When new recruit Keiji Kiriya enters his first battle, little does he know that he’ll be fighting it over and over, eventually next to the most famous soldier of the war; “Full Metal Bitch,” 19-year-old Rita Vrataski.
This book was originally written in Japanese in 2004 and then in 2009 it was translated and published in the US as All You Need is Kill. This particular edition is the tie-in with the movie coming out on June 6th, 2014, starring Tom Cruise and Emily Blunt titled, “Edge of Tomorrow.” There is also a graphic novel adaptation of the original novel that was recently published entitled All you Need is Kill (confused yet?).
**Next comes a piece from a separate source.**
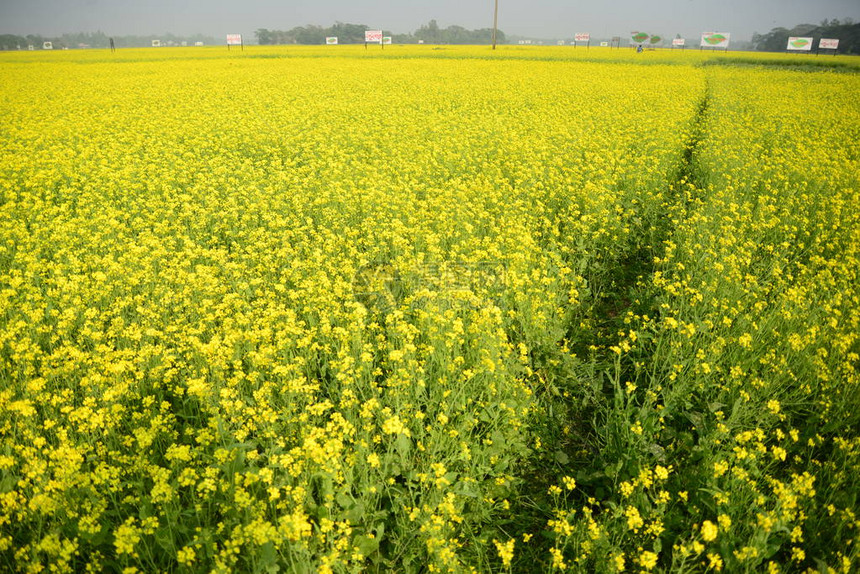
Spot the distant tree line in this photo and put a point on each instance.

Why is this on our bookshelf?
It’s much in the vein of Heinlen’s Starship Troopers, with the alien war and the battle suits. The time loop is the real grabber in this one.
Rating (4 stars)
While I may not seem like the type to like Future War books, there’s something about the novelization of military culture that fascinates me. Edge of Tomorrow is, in its own way, a bizarre mix of Starship Troopers, The Thin Red Line and Pacific Rim.
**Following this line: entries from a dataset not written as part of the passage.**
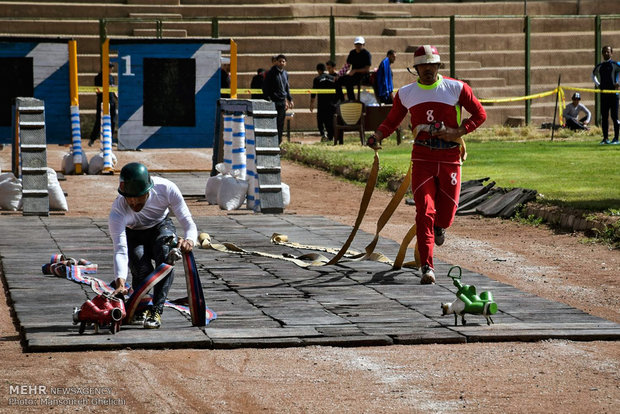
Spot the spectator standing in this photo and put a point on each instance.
(257, 83)
(605, 77)
(331, 68)
(572, 111)
(326, 102)
(276, 89)
(434, 103)
(359, 60)
(383, 79)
I was a little leery of getting into Time Loop World again after my last book reading experience, but decided to gut it out. Although repetitive (as time loops are wont to be) the telling in this one didn’t bother me. Sakurazaka effectively changes enough each time to show Keiji’s learning curve while still showing the cyclical nature of his world.
If anything, the loosest part of the whole novel was the attempt to explain the alien creatures and their genesis. Supposedly they’re really some sort of terraforming accident gone wrong, spawned when alien technology met a starfish and took their blueprint, but they supposedly look like smashed frogs and shoot some sort of javelin out of their bodies at high rates of speed. I almost wished a couple of times that there had been less description of them all together, and you had been allowed to just visualize any alien destroyer you chose.
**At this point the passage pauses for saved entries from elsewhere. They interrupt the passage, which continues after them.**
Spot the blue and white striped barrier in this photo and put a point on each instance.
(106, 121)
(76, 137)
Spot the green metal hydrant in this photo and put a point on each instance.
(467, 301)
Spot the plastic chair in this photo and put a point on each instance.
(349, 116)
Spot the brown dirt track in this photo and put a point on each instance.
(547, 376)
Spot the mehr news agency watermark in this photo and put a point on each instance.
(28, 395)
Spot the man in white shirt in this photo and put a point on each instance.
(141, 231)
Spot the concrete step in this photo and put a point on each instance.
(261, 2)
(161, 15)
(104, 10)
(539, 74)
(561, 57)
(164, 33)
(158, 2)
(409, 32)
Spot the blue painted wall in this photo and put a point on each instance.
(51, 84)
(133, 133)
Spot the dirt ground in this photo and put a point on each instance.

I couldn’t get out of my head the fact that Warner Brothers cast Tom Cruise as the star. This is more a fingerwag at Warner Brothers than at Sakurazaka, the author. Keiji Kiriya is a Japanese soldier being played in the movie by Tom Cruise, the whitest American dude ever. Aside from the general OMG TOM CRUISE, REALLY eye-rolling, I refuse to believe that there wasn’t a Japanese actor out there who could have been cast instead (Ken Watanabe, anyone?)
Read this book:
If you’re still waiting for that exosuit/jetpack you were promised IN THE MILLENNIUM.
Don't Read this book:
If you’re a Tactics and Movement war geek
Once you're done, do this:
Read Starship Troopers (but avoid the movie at all costs).